Published 2026-04-04 · Madison Garage Door

Torsion vs Extension Garage Door Springs: Which One Is on Your Door?

Most homeowners who call us about a broken spring cannot tell us which type they have, and that is fine. It is a 30-second visual identification once you know what to look for. This guide walks through the difference, why one replaced the other as the residential default, what each costs to service in the Madison area, and when an upgrade actually makes sense.

Visual ID: which one do you have?

Walk inside the garage and pull the door all the way down. Stand a few feet back, look up, and notice where the springs are mounted relative to the door itself.

Torsion springs sit on a single horizontal steel bar mounted to the wall directly above the closed door. You will see the bar running across the full width of the opening, with one tightly wound spring in the center (for lighter doors) or two springs flanking a center bracket (for heavier insulated doors). The coils sit snug against the bar; nothing is stretched.

Extension springs sit above the horizontal tracks on each side of the door, running parallel to the ceiling. You will see two long springs, one above each track, stretched when the door is closed and relaxed when the door is open. Each one has a pulley and cable system anchoring it to the rear of the track.

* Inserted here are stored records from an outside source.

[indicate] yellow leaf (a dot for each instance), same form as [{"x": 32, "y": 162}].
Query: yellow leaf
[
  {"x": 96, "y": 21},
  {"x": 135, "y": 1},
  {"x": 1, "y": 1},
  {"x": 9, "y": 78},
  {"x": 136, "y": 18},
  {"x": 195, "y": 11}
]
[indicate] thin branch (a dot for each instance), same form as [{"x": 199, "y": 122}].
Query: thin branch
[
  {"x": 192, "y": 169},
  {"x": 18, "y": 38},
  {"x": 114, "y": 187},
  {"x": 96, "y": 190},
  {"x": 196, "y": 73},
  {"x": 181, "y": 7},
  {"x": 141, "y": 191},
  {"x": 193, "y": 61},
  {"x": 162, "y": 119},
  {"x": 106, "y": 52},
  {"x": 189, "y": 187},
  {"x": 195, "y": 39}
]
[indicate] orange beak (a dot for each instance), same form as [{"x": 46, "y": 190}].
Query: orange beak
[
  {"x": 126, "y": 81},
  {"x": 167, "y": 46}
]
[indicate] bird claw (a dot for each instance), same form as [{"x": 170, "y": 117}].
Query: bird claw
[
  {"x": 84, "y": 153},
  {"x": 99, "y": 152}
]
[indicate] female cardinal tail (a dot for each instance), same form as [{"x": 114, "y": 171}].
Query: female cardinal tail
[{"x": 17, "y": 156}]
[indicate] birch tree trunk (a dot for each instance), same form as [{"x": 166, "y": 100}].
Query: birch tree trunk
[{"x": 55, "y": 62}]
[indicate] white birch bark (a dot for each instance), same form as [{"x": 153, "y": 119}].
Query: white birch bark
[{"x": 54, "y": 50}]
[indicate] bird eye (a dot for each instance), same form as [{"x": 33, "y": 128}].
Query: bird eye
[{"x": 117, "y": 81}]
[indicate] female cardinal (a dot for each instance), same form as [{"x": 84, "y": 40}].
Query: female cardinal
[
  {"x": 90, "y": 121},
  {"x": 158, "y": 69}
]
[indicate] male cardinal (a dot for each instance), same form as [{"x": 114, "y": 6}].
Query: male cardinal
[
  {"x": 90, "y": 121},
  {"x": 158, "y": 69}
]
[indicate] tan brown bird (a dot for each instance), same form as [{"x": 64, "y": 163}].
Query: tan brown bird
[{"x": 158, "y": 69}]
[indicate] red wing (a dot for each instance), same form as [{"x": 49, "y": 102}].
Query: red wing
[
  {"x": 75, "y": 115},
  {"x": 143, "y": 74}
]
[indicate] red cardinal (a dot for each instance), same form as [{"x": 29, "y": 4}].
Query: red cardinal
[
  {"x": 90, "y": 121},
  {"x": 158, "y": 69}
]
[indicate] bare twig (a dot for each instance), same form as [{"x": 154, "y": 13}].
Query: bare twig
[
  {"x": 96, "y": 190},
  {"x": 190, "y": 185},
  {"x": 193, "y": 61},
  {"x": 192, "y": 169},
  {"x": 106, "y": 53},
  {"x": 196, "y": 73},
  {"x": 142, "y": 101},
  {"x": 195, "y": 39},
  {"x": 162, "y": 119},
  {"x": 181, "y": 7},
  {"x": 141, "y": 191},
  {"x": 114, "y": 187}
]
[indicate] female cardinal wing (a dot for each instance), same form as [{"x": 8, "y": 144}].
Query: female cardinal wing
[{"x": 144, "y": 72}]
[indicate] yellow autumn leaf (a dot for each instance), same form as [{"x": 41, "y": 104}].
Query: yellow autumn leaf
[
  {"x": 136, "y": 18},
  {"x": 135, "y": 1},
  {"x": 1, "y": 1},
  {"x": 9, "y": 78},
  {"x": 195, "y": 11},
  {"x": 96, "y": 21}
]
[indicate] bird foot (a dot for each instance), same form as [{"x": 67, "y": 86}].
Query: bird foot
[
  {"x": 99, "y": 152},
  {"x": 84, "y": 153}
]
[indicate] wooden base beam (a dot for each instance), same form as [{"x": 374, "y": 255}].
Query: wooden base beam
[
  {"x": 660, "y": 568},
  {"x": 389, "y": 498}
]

That is the entire identification. Above the door means torsion. Along the tracks means extension.

How torsion springs work

A torsion spring stores energy as twist, not stretch. The spring is wound tightly around a fixed steel shaft and anchored at one end to a stationary bracket. The other end attaches to a drum that connects via lift cables to the bottom corners of the door. When the door closes, the drums rotate and wind tension into the spring. When the door opens, the spring unwinds and drives that stored energy back into the drums, which pull the cables and lift the door weight.

The number of springs you have depends on door weight. A standard single-car insulated door at roughly 130 pounds runs one torsion spring. A double-car insulated door at roughly 200 to 250 pounds runs a matched pair, sharing the load equally across the bar. If one breaks on a paired setup, both should be replaced together because the surviving spring has logged the same fatigue cycles and is statistically close to failure.

The system is closed and contained. The energy lives inside the wound coils on the bar, which is why a broken torsion spring usually fails with a single loud bang and then sits there limp on the shaft.

How extension springs work

Extension springs store energy as stretch. Each spring runs horizontally along the top of the track, anchored at the back wall of the garage on one end and connected to a pulley and cable system on the other. When the door closes, door weight pulls the cable, which pulls the pulley, which stretches the spring. When the door opens, the spring contracts and pulls the cable in the opposite direction, lifting the door.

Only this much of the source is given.